In contrast, the fatty acid–binding pocket overlaps with the aminoglycoside-binding pocket (Fig. S7)48. Phe377, Arg408, and Gln409 have been identified as residues that interact with both linoleic acid and aminoglycosides in silico. In addition, Lys417 has been identified as an interacting residue for both linoleic acid49 and aminoglycosides by in silico analysis and NMR experiments. These observations suggest that the fatty acid–binding pocket and the aminoglycoside-binding pocket are closely related and functionally relevant.

In addition to tobramycin and sisomicin, the glycan array identified other aminoglycosides—neomycin, gentamicin, kanamycin, and geneticin—as potential S protein-binding compounds (Table 2). Kanamycin, in particular, exhibited strong binding at low S protein concentrations and has previously been reported to interact with the RBD50. Docking studies have also predicted that paromomycin, plazomicin, ribostamycin, and amikacin can bind to the SARS-CoV-2 RBD50,51. These were not included in our glycan array and remain to be evaluated experimentally.

Several of these aminoglycosides exhibit antiviral activity against other viruses, acting through diverse mechanisms. For example, a kanamycin derivative (1-N-eicosanoyl-3″-N-trifluoroacetyl kanamycin A) inactivates influenza virus by inhibiting uncoating52 and suppresses herpes simplex virus type 2 replication53. Neomycin inhibits HSV-1 attachment via glycoprotein C blockade54 and suppresses Megalocytivirus replication by modulating host redox state55. Geneticin inhibits bovine viral diarrhea virus56 and dengue virus57. Aminoglycosides can also target viral RNA, as demonstrated for influenza and HIV, where they inhibit RNA transcription and translation58,59. Tobramycin, neomycin, and gentamicin inhibit ribozyme self-cleavage in hepatitis delta virus60.

Collectively, these findings suggest that aminoglycosides represent a structurally versatile scaffold for antiviral drug development. Chemical modification of tobramycin or sisomicin to enhance their interaction with the S protein—potentially inducing conformational disruption—could provide a foundation for the development of novel anti-SARS-CoV-2 therapeutics.

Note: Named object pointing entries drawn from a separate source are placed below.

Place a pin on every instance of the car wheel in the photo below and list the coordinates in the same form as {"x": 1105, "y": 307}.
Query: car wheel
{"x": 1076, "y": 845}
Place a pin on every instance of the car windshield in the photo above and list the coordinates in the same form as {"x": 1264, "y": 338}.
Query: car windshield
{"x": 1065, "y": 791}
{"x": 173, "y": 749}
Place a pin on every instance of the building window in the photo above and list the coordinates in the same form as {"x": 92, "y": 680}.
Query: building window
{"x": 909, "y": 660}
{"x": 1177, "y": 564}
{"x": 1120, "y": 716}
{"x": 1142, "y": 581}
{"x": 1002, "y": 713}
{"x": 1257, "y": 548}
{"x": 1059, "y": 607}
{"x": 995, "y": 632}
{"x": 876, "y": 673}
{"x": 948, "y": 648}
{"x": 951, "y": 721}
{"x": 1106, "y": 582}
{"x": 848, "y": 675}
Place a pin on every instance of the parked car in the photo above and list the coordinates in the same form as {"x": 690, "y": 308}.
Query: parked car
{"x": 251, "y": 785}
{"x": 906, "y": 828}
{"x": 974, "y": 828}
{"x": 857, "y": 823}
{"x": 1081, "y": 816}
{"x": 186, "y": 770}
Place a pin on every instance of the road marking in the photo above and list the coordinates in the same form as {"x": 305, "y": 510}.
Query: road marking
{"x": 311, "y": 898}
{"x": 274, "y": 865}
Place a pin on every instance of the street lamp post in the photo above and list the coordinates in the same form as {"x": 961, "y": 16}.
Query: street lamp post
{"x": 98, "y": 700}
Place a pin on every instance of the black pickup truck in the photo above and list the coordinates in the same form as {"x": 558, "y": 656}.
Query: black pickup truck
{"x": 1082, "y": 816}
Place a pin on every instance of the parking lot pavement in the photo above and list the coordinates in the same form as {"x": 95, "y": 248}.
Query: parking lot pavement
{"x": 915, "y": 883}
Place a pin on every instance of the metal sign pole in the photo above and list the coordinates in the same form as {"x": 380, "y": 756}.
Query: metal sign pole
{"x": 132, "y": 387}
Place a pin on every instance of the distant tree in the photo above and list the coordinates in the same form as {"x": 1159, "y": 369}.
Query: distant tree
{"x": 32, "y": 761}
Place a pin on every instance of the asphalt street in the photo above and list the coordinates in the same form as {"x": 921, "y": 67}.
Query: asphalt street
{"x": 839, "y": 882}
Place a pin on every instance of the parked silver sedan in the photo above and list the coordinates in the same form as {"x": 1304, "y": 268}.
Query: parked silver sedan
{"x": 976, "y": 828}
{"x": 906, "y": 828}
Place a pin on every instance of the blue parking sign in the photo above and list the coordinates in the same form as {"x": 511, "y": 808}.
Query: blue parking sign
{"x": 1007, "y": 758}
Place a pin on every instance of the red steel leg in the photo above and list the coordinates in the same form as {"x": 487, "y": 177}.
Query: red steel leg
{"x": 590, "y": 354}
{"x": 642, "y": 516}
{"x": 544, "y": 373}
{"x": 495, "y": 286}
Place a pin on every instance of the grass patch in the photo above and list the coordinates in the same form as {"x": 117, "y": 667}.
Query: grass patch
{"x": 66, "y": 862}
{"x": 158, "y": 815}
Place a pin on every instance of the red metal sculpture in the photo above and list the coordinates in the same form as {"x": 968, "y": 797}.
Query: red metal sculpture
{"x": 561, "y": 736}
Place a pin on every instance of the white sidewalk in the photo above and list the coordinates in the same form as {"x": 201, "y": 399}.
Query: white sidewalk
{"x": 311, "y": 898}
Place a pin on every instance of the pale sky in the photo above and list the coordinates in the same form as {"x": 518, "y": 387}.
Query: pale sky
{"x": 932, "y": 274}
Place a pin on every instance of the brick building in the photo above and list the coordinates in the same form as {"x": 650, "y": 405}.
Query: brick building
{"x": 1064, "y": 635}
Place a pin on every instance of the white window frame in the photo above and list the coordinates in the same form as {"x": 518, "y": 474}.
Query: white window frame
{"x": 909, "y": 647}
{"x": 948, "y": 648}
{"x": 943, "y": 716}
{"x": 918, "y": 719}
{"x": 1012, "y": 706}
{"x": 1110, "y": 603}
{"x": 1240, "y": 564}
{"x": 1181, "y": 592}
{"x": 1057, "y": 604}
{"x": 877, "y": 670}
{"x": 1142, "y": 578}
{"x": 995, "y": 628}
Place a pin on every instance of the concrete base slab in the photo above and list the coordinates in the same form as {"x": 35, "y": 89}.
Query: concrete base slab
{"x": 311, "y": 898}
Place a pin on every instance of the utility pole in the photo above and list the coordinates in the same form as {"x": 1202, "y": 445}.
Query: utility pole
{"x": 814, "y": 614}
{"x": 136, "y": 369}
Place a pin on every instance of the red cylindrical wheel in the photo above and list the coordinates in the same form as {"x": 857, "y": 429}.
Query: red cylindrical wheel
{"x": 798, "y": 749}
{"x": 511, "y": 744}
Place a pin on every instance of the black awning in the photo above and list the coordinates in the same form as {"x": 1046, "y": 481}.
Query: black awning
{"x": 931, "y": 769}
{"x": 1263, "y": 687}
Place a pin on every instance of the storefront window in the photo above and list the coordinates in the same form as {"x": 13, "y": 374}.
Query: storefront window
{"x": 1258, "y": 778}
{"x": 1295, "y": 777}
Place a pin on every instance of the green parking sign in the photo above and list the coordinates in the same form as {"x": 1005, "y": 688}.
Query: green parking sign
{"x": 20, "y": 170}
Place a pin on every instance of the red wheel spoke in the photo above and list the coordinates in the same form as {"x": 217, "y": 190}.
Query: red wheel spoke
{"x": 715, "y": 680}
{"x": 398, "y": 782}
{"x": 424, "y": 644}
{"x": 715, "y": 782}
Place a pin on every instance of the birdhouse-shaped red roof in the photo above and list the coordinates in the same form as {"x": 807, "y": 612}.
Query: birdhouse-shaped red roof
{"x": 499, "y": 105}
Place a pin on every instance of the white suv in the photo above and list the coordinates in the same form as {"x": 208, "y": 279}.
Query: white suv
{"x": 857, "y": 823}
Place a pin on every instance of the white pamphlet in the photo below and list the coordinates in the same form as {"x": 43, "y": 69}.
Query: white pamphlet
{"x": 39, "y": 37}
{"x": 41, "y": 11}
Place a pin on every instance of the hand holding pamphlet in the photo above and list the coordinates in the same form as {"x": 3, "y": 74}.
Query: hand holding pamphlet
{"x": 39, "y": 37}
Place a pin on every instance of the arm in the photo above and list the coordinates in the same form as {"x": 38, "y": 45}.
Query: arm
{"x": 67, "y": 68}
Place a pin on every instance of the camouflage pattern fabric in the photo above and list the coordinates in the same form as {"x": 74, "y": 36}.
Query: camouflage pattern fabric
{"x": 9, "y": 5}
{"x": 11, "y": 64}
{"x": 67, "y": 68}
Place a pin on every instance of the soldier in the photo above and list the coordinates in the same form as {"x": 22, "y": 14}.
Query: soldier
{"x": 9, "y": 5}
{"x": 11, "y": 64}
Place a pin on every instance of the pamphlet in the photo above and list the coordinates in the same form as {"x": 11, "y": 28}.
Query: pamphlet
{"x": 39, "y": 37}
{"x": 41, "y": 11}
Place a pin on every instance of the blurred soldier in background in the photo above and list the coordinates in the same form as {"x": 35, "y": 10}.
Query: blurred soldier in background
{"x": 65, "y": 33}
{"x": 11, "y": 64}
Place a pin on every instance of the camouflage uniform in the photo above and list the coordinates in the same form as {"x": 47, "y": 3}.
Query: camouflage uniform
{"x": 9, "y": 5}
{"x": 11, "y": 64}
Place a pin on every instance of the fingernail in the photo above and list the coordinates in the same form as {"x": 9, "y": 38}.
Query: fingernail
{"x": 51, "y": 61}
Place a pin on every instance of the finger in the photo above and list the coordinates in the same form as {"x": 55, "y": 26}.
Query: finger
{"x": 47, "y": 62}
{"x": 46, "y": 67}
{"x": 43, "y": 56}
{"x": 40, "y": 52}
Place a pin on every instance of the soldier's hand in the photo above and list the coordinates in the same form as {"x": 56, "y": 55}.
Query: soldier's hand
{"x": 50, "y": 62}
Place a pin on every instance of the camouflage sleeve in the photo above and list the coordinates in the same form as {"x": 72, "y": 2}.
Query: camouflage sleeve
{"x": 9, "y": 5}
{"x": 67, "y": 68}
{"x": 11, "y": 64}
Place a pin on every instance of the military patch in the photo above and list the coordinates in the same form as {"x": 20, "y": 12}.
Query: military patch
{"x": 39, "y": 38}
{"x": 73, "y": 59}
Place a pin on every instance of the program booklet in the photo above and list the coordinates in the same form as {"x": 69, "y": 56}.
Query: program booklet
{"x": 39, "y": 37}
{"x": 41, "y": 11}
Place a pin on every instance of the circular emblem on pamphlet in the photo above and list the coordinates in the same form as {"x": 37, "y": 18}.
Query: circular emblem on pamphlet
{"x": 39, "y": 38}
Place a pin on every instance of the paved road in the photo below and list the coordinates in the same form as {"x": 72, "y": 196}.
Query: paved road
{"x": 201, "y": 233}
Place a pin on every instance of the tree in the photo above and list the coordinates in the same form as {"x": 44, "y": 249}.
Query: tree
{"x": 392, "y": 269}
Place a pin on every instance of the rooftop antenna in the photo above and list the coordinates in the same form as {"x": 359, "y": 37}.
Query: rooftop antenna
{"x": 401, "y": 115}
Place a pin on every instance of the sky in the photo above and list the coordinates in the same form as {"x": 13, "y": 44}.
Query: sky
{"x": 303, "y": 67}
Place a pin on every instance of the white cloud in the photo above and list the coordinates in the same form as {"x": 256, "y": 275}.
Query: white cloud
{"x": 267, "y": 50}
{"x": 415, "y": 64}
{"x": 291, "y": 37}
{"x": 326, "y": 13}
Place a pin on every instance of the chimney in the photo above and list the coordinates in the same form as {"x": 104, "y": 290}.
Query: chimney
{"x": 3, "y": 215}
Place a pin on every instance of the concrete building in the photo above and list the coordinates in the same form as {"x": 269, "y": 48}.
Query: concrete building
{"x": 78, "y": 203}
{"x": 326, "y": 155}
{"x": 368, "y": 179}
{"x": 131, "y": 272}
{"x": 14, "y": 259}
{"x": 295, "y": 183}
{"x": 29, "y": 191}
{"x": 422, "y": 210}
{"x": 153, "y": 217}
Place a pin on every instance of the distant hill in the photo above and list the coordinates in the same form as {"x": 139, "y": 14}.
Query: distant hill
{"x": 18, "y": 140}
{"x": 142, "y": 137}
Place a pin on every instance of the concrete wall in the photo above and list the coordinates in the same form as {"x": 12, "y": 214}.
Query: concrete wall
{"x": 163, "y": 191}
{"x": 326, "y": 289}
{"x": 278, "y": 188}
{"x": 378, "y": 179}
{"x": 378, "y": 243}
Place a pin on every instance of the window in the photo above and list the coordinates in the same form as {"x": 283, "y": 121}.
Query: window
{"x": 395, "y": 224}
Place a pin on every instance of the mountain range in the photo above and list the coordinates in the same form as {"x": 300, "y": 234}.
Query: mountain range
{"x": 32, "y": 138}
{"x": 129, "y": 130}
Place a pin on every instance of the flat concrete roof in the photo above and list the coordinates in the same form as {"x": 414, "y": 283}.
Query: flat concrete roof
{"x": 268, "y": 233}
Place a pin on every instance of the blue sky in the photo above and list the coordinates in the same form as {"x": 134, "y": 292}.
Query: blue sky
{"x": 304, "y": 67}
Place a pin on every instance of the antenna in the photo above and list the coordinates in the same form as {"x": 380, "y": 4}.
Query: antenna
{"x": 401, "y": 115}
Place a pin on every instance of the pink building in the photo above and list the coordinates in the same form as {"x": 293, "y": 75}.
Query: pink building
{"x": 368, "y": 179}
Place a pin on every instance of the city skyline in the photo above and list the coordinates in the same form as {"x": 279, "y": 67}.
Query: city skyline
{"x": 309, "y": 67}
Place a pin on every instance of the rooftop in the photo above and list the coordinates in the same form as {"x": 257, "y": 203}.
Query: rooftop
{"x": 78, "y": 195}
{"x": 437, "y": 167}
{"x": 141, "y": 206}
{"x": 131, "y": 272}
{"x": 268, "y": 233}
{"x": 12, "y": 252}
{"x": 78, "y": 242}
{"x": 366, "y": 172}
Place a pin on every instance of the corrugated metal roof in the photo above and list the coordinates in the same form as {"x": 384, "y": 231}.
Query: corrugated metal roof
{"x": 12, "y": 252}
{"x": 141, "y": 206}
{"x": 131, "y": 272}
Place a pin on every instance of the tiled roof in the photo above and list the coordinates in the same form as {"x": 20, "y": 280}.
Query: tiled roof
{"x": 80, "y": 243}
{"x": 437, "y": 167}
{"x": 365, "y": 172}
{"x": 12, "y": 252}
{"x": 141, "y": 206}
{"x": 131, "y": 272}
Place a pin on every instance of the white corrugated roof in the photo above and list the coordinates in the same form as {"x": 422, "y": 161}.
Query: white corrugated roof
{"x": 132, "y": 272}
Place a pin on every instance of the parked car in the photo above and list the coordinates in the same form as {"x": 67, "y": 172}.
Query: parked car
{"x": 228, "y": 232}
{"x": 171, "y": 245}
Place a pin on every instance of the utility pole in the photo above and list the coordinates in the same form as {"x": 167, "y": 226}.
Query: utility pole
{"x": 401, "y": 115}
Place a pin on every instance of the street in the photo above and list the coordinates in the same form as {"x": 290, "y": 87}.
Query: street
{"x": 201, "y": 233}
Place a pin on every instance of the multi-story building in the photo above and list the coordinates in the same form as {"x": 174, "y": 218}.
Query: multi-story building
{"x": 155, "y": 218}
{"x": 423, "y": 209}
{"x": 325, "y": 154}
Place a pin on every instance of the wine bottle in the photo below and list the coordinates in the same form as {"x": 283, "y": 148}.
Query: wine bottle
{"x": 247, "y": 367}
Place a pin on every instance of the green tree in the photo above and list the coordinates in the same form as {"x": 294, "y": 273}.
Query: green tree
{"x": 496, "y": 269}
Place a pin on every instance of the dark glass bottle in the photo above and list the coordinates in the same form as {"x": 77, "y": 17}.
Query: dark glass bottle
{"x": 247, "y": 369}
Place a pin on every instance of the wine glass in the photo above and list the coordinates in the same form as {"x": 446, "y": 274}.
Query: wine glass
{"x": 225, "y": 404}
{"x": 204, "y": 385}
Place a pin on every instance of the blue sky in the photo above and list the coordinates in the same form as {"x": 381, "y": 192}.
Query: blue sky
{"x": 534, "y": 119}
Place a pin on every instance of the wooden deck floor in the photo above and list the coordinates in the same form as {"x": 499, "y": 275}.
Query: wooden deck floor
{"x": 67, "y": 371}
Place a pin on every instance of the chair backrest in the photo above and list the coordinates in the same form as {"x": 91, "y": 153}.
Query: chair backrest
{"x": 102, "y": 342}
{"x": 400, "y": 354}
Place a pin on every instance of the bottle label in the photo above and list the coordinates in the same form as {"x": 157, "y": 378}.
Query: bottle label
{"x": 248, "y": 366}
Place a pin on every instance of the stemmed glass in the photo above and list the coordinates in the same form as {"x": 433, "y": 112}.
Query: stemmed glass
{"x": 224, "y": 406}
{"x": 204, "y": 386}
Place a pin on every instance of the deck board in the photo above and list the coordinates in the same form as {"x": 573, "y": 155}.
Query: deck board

This study has several limitations. First, our investigation primarily focused on in vitro and in silico binding assays. A comprehensive evaluation of antiviral activity, including in vivo studies, remains an important challenge for future research. Because aminoglycosides are already used clinically as antibacterial agents, their pharmacokinetics and other in vivo properties have been well documented. However, although our data demonstrate that aminoglycosides can bind to the SARS-CoV-2 S protein, their actual antiviral efficacy remains unclear. In addition, this study evaluated only the interaction between aminoglycosides and the SARS-CoV-2 S protein. Broader exploration of structure–activity relationships across a wider range of aminoglycoside derivatives will be necessary. Addressing these limitations in future studies will be essential to validate the potential use of aminoglycosides as anti–SARS-CoV-2 agents.